Neil Macy

The Importance of Taking Breaks

I just added interval splits to Running Track, and vastly improved the map view too. I started working on both several months ago, but after struggling to get them working how I wanted, I got frustrated and left them alone for a long time. Yesterday, I decided to go back and look again, and both were done in a matter of hours.

Splits, in particular, were awkward to calculate. However, a couple of weeks ago I added logic to calculate your best time for a given distance. After spending time working with lower-level run sample data, it became really easy to see how I could use a similar approach to break a run up into chunks and calculate split times.

The run map has been bothering me since I first started working on it, over a year ago, as the scaling on it was terrible. Back then, I found it really awkward to find a nice way to translate the coordinates of a run into something that MapKit could use to present the route. So the route was tiny in the middle of the map, and you had to zoom to be able to get any value from it. But when I went back to the problem, it felt like the solution was staring me in the face. And again, it was work I'd done in another area that just helped to clarify my thinking.

It’s funny how easy the things that feel difficult can turn out to be, when you just take a break from the problem and go back to them. It's important to recognise when you're hitting a wall with a problem, and to go and find something else to work on instead, or even something completely different to do. Sometimes you'll learn something new that makes the original problem much simpler. Sometimes you'll just see something from a different perspective, because you've stopped focusing so intently on one part of the issue. Most of my problem-solving happens when I'm running or cleaning, because my mind is in a completely different place, then it drifts back to what's been bothering me.
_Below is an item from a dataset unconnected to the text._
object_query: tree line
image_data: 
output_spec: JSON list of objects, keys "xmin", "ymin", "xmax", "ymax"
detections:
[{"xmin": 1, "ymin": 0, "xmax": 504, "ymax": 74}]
PS: A bonus fix yesterday (I had one of those really productive days that probably comes along once a month) was getting heart rate calculations down from 10 seconds to 0.1 seconds, because I was needlessly sorting them. I only thought to check the query because I accidentally introduced a similar problem elsewhere in the app, realised what it was straight away, and wondered where else I'd made the same mistake. I’d previously just accepted that querying heart rate data was slow. As well as a good example of how answers can come to you when you're not actively looking for them, it's also a good lesson to keep questioning things that you aren't happy with.